Carter’s complete game – he shoots 3-pointers with more accuracy than Bagley, but at a lower rate, and has more assists as Bagley posts bigger scoring and rebounding numbers – opens space for Bagley. And eventually, as teams are forced to focus on Bagley, space opens for Carter, who's as comfortable as Bagley facing the basket on the perimeter.

“Wendell's Marvin’s best friend, because he’s a big guy who can pass, shoot, step away,” Duke assistant coach Nate James said. “At least twice a game, Wendell gets the high-low (pass) to Marvin. And that doesn’t happen if he can’t shoot and the other guys sag off of him.”

The model for Carter’s inside-outside game is Hakeem Olajuwon, who played his best basketball before Carter was born. But Olajuwon was Carter’s father’s favorite player, and that’s not the only impact his parents had on his basketball career.
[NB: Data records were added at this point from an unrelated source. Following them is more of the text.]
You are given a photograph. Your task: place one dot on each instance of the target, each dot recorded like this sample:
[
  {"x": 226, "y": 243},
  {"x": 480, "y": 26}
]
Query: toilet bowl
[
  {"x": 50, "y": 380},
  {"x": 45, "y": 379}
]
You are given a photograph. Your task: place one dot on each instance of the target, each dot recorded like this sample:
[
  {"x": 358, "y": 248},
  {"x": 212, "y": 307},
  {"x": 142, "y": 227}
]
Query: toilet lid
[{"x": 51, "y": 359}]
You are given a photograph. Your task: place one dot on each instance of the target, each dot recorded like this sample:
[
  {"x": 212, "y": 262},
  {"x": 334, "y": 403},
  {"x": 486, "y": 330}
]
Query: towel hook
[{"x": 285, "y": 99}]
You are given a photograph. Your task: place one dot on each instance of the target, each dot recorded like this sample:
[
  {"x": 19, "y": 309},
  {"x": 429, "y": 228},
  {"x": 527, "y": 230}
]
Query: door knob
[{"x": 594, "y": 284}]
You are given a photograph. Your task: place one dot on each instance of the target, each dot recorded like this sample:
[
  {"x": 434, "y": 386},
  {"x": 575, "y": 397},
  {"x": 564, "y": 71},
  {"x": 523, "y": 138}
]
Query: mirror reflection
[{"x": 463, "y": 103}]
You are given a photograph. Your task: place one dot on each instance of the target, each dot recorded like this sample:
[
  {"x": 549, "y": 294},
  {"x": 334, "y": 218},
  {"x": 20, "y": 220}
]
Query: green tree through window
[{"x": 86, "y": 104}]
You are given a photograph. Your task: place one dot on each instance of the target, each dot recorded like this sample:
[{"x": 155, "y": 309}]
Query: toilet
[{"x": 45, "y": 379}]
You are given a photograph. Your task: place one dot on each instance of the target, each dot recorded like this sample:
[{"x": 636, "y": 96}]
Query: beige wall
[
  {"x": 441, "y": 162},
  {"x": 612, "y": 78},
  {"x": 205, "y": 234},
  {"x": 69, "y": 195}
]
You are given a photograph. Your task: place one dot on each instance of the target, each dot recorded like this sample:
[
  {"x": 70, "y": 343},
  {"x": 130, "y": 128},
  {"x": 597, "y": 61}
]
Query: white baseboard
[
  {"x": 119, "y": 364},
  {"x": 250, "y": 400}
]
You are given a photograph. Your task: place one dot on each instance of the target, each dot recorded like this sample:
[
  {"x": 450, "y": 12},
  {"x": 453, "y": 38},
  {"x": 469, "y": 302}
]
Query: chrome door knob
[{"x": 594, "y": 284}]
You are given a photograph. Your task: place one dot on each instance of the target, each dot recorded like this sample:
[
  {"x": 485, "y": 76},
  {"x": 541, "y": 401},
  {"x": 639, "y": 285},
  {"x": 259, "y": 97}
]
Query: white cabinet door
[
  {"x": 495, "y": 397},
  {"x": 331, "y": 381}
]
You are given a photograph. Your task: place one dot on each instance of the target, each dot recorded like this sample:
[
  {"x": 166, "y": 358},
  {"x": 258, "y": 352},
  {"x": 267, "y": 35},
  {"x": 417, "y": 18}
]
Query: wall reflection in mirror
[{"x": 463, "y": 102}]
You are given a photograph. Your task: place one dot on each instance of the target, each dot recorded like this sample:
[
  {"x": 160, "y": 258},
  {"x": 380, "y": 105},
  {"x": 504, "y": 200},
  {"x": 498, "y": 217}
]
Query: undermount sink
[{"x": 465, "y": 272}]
Their focus on academics narrowed Carter’s college choices to Duke and Harvard, not a typical decision.

There is an alternate universe where Wendell Carter Jr. chose Harvard instead of Duke and put up ridiculous David Robinson numbers in the Ivy League, captured the attention of the nation and was talked about in the same breath as super freshmen like Young and Bagley.

“Man, we’d be talking about him every day,” Trent said. “I can’t even imagine the type of player he’d be.”

Carter chuckled at the thought of his potential productivity and the fame that would inevitably have followed, the individual stardom that has largely eluded him at Duke thanks to Bagley’s presence.

“It would have been something crazy, probably, I’m sure,” he said. “But I’m glad to be here, winning.”